In the last article we covered stays and mastbands. To complete the picture for staying the mast, I’ll now look at chainplates, shroud tensioners and backstays.

Shrouded in mystery

As far as the connecting lugs on chainplates go, they should be at least of the same dimensions as those on the mastbands - see previous articles. It is also helpful if you reduce the work that a toggle has to do by bending the lug to align with the stay if the lug lies fore-and-aft.

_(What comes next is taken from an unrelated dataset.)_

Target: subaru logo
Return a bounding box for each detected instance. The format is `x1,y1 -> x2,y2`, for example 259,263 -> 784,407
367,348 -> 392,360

But how big should the chainplates be? Well, in the words of a famous London actor, not many people know this, but chainplates are held onto the hull not just by their fasteners, but also by the friction between plate and hull which is generated by the fasteners. As in the case of the spars, the amount of friction you can generate is limited by the crushing strength of the wood. Plug in a few numbers and for each tonne of shroud load, you need 60mm2 total bolt area acting on 4500mm2 of plate area against the hull, and a plate cross section area of 120mm2. As an example, 4mm galvanised wire would therefore need a chainplate about 25mm wide x 200mm long x 5mm thick, held on with at least 2 6mm bolts. In an ideal world, one would fasten chainplates with bolts because they can be tightened up positively. In practice, it is often the case that the uppermost fastening hole has to be fastened by a screw because of the beam shelf or rubbing strake in that area. It is probably safest to discount the effect of this screw when totting up the fasteners required.

All Standing - a quick look at standing rigging

I reckon that you have by now had your fair share of esoterica, so let us start getting down to the practical aspects of standing rigging. What I am going to do over the next two or three articles is to develop consistent sets of equipment based on the strength of the wire being used to keep the spars in place. There are two main objectives for doing this. Firstly, the standing rigging is not an area of the boat where guess-work or aesthetics pay dividends; we need to be talking engineering here. Secondly, there is no point in re-rigging using stronger wire “just for good measure” if the attachment points on your spars and hull are not similarly upgraded. Doing so adds weight, windage and cost for no benefit. The guide-line I’ll be using here to develop these consistent sets is that the attachment points and tensioners for the wire should be 1.5 times the strength of the wire. This means that the first thing to break is the wire itself, which is sensible because it is one of the more easily inspectable and replaceable items in the system. As we saw in the last article, sizing the wire includes factors of safety anyway, typically about 2 to 4 times the design load, so I’m not looking to shave things too fine here. But I am going to have to assume that by some means you know the size of wire that you actually need.